Я зажег потухшую папиросу и пошел домой. Добредя до подъезда, я остановился и оглянулся. Улица шумела, но этот уличный шум был как-то отдельно от моего слуха. Сам по себе вздрагивал какой-то дурацкий мускул на плече. Я стоял и смотрел, как задним ходом плывут отражения домов в окнах троллейбусов, как, низко пригнувшись, едут велосипедисты – единственные, кому не возбраняется одеваться эксцентрически: они напяливают на себя женские шапочки, фуфайки немыслимых фасонов и расцветок, и никакие дружинники не трогают их. Девочки, болтая косичками, играли на тротуаре в «классы».

Но, Господи Боже мой, я же не доносил на него! Я никогда ни на кого не доносил!

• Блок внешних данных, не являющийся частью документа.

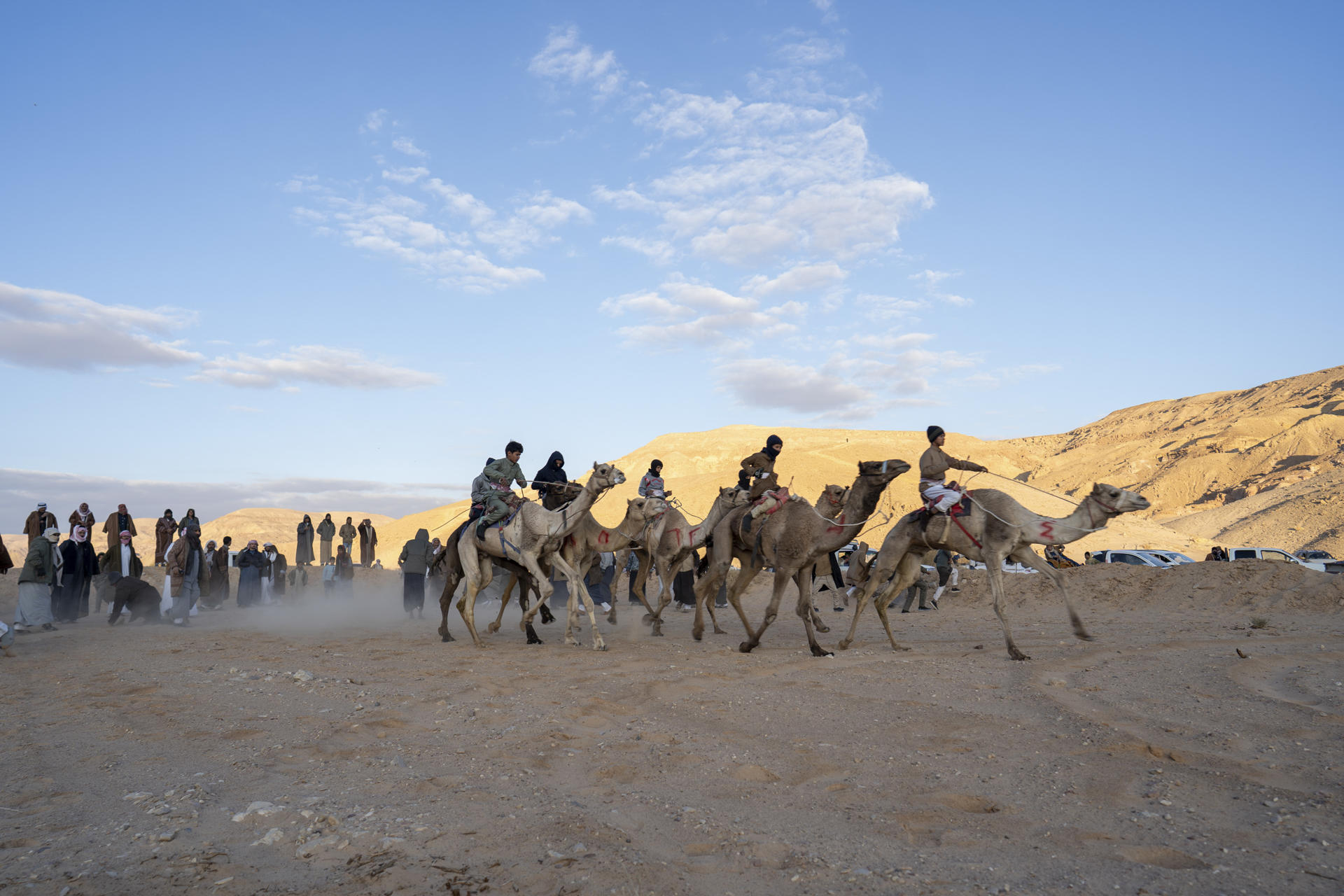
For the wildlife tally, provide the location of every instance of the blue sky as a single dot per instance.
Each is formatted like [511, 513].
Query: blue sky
[340, 253]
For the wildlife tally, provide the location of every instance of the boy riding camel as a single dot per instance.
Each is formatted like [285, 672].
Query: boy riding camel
[499, 477]
[933, 469]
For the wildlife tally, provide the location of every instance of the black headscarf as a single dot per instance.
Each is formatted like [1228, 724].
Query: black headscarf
[553, 472]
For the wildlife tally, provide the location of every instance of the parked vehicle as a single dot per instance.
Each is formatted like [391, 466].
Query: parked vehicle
[1275, 554]
[1007, 567]
[1136, 558]
[1174, 558]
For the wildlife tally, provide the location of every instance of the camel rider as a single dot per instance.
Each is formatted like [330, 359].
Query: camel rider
[757, 472]
[499, 479]
[553, 472]
[651, 485]
[933, 469]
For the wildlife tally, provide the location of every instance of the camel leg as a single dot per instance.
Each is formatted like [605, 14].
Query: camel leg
[523, 605]
[508, 593]
[906, 573]
[803, 578]
[578, 592]
[445, 605]
[1025, 555]
[543, 586]
[995, 567]
[772, 612]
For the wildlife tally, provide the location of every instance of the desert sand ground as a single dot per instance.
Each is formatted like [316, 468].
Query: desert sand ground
[337, 747]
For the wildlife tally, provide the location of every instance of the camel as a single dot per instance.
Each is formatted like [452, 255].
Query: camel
[528, 536]
[670, 542]
[449, 564]
[995, 530]
[790, 540]
[590, 538]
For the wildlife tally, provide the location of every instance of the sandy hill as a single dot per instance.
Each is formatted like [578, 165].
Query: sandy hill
[1247, 468]
[1253, 466]
[1260, 466]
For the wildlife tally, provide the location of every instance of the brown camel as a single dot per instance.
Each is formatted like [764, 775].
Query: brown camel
[790, 540]
[448, 564]
[531, 535]
[590, 538]
[996, 528]
[668, 545]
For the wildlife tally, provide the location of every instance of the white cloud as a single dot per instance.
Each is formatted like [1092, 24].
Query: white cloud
[374, 121]
[407, 146]
[777, 383]
[62, 331]
[319, 365]
[813, 51]
[657, 250]
[890, 307]
[20, 489]
[565, 58]
[797, 280]
[405, 175]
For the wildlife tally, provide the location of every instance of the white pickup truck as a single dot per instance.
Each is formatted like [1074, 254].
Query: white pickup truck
[1273, 554]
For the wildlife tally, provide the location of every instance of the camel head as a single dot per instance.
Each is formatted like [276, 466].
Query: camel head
[881, 472]
[1114, 500]
[605, 476]
[733, 498]
[832, 500]
[644, 508]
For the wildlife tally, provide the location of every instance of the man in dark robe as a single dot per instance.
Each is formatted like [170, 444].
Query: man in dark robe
[553, 472]
[414, 564]
[251, 564]
[116, 524]
[219, 574]
[164, 531]
[279, 564]
[187, 522]
[38, 523]
[326, 532]
[347, 536]
[304, 550]
[78, 564]
[83, 516]
[137, 596]
[368, 543]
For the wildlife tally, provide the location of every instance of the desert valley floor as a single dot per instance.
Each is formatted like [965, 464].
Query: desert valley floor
[330, 747]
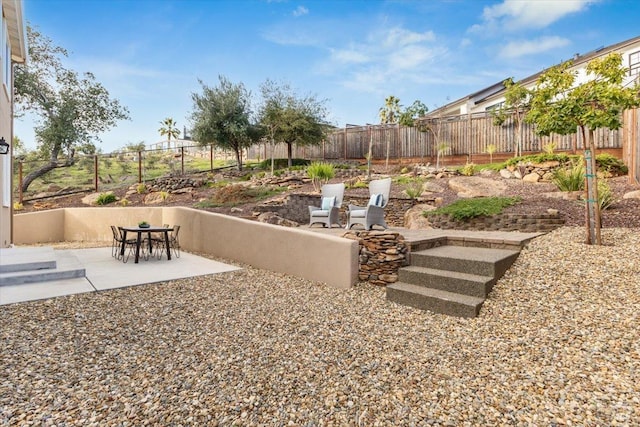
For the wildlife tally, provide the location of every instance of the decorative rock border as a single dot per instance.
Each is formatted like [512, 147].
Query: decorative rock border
[503, 222]
[382, 253]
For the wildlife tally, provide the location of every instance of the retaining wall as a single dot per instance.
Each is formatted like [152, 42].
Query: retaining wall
[314, 256]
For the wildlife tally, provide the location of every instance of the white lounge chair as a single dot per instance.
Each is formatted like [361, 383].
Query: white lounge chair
[329, 211]
[373, 213]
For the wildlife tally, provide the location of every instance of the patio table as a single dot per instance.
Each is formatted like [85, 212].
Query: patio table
[139, 230]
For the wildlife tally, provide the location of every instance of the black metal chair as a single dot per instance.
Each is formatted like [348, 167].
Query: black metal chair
[116, 245]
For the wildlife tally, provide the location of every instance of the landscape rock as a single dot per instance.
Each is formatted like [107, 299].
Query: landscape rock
[473, 186]
[275, 219]
[154, 198]
[506, 174]
[90, 199]
[414, 220]
[632, 195]
[531, 177]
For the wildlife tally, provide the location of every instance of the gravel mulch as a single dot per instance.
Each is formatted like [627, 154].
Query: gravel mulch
[556, 343]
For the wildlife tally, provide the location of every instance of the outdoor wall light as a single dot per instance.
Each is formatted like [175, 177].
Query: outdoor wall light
[4, 146]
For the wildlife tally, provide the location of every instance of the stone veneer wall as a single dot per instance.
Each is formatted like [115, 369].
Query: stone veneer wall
[502, 222]
[296, 208]
[382, 253]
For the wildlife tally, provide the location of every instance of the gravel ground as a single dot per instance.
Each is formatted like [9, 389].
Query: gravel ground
[555, 344]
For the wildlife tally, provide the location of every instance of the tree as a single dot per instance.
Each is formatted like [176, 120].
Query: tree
[290, 118]
[390, 114]
[558, 106]
[516, 104]
[221, 117]
[72, 109]
[169, 129]
[413, 112]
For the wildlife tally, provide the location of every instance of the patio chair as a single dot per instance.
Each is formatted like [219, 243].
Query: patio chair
[116, 245]
[158, 243]
[373, 213]
[329, 211]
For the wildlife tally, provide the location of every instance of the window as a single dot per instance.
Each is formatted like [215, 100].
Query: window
[634, 63]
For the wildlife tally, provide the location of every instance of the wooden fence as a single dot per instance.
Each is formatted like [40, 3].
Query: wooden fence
[466, 137]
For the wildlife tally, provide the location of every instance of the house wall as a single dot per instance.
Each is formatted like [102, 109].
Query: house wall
[314, 256]
[12, 49]
[6, 133]
[581, 77]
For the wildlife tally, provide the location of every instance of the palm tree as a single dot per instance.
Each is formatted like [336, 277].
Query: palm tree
[390, 113]
[169, 129]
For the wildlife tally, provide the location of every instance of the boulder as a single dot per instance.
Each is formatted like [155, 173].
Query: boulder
[275, 219]
[414, 220]
[432, 187]
[632, 195]
[474, 186]
[90, 199]
[506, 174]
[154, 198]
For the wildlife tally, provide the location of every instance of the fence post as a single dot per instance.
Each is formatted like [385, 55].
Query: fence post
[95, 172]
[20, 195]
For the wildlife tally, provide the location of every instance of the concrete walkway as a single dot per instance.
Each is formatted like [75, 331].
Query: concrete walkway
[105, 272]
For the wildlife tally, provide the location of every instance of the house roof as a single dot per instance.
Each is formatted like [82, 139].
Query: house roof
[12, 10]
[497, 89]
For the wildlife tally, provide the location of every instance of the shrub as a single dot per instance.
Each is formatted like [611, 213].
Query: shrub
[414, 189]
[141, 188]
[106, 198]
[468, 170]
[605, 195]
[569, 179]
[236, 194]
[320, 173]
[465, 209]
[611, 165]
[282, 163]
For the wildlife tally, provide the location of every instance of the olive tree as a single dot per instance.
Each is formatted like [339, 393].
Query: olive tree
[290, 118]
[560, 106]
[72, 109]
[221, 117]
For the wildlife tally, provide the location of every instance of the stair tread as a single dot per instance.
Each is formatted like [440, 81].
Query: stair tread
[467, 253]
[436, 293]
[449, 273]
[67, 266]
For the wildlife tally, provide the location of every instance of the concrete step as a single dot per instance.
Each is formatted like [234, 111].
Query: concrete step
[435, 300]
[25, 259]
[471, 260]
[67, 266]
[451, 281]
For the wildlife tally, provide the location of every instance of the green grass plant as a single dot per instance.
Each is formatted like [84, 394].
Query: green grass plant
[569, 179]
[106, 198]
[465, 209]
[320, 173]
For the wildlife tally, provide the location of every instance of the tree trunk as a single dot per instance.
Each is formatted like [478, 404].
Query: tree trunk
[238, 151]
[289, 154]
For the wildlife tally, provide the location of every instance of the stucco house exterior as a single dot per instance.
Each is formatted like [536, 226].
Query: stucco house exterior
[493, 96]
[13, 49]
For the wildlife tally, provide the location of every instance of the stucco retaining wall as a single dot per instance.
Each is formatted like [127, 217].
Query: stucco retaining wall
[314, 256]
[296, 208]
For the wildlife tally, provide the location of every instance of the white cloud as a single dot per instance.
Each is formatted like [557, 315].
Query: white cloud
[511, 15]
[517, 49]
[349, 56]
[300, 10]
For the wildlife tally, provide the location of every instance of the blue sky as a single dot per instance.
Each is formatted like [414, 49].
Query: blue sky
[150, 54]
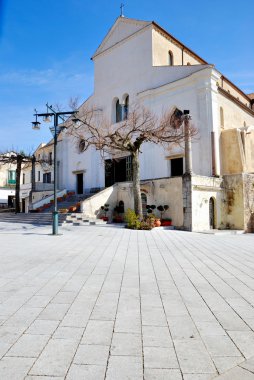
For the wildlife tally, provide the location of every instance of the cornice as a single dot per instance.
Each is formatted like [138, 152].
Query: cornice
[234, 100]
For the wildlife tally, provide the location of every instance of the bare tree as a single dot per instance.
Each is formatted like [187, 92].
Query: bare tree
[139, 126]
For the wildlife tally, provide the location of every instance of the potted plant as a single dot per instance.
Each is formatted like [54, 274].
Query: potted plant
[166, 222]
[105, 209]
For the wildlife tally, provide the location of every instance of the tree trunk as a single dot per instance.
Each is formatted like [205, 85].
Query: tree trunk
[17, 190]
[136, 184]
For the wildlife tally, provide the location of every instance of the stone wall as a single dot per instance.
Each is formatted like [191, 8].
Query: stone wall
[203, 189]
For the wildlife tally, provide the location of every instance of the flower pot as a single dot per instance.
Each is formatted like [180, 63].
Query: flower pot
[157, 223]
[166, 223]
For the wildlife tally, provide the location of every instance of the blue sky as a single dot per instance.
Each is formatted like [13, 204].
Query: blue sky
[46, 45]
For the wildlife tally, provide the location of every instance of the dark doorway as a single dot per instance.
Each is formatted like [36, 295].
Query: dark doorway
[11, 203]
[176, 166]
[211, 213]
[80, 183]
[118, 170]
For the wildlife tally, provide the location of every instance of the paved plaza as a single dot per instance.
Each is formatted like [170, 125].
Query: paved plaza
[104, 302]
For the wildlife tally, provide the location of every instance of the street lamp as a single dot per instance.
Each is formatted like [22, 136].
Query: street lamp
[51, 113]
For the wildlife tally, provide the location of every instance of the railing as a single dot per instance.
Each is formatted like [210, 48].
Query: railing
[41, 186]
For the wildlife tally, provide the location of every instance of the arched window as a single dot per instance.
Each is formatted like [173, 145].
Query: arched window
[221, 117]
[126, 108]
[118, 111]
[170, 58]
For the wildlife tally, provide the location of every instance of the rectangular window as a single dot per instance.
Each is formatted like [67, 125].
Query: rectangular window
[47, 178]
[12, 177]
[176, 166]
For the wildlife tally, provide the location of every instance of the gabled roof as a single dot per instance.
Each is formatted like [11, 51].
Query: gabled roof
[123, 28]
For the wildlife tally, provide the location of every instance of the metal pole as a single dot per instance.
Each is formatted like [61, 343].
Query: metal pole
[55, 212]
[188, 153]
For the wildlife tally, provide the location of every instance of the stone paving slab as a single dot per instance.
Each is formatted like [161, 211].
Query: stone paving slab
[100, 302]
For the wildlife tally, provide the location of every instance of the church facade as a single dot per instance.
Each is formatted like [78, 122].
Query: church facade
[139, 61]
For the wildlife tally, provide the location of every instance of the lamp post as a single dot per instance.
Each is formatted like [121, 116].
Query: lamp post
[55, 130]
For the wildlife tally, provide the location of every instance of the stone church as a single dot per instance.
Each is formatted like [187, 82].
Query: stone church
[140, 61]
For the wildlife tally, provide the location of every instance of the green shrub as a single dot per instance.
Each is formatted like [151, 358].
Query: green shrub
[132, 219]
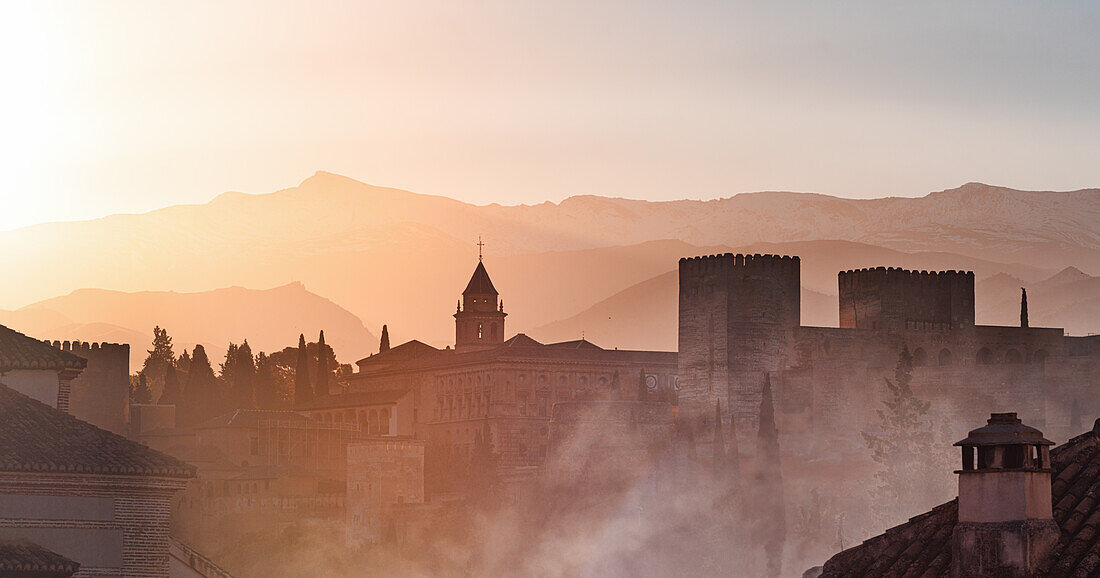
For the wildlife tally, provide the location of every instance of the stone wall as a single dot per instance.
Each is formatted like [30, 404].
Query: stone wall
[101, 392]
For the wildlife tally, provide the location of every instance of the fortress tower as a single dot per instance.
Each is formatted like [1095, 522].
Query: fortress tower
[893, 300]
[737, 313]
[479, 322]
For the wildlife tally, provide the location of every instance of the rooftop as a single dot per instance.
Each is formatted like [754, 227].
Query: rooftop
[923, 546]
[35, 437]
[25, 558]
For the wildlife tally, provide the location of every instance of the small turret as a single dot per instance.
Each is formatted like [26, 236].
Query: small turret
[1005, 523]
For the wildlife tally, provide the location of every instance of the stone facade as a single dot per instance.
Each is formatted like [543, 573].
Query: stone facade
[383, 473]
[100, 393]
[738, 320]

……………………………………………………………………

Они сидели за шахматной доской где-то над городом, а может быть, и в самом городе, но все равно – вокруг было пусто, и холодный синий воздух отделял их ото всего. Добро было в белой одежде, а Зло – в черной, как и положено. Они кончали одну партию и тут же начинали другую. Добро играло напористо, темпераментно, с азартом; Зло медленно обдумывало ходы. Их силы были примерно равны, но Добру не хватало выдержки: оно торопилось, хваталось за разные фигуры и часто просило дать ход назад. Зло всегда соглашалось, ему незачем было спешить. Оно продвигало пешки, укрепляло позиции, неторопливо развивало фигуры. Наискось, стремительно, как шпаги, разили слоны Зла. С фантастическим, ненатуральным вывертом прыгали кони Зла. Гремя, скатывались в никуда фигуры. Чаще это были фигуры Добра. Оно охотно жертвовало ими в надежде на скорый выигрыш. Зло щадило своих. Постепенно пустела доска, разыгрывался эндшпиль, звучало «Шах и мат!» – и снова, для новой партии выстраивались фигуры. «Ну, последнюю», – говорило проигравшее Добро. И Зло всегда соглашалось. И снова выдвигались вперед пешки, и происходили рокировки, и готовились «вилки», и снова игроки заслоняли своих королей другими фигурами – своих почти беспомощных королей, носителей идеи победы, добиваться которой приходилось другим. Когда побеждало Добро, оно бурно ликовало и требовало продолжать игру, чтобы упрочить успех. Зло всегда соглашалось. И партия следовала за партией, и холодный синий воздух, прослоенный белыми облаками, клубился вокруг шахматистов, и Зло курило сигареты с фильтром, а Добро сосало карамельки, и они играли, играли, играли, и оба знали, что в любую минуту может зазвучать властный голос: «Хватит! Кончайте игру! Уступите другим доску!», и поэтому Добро торопилось увеличить счет в свою пользу, а Злу было незачем спешить.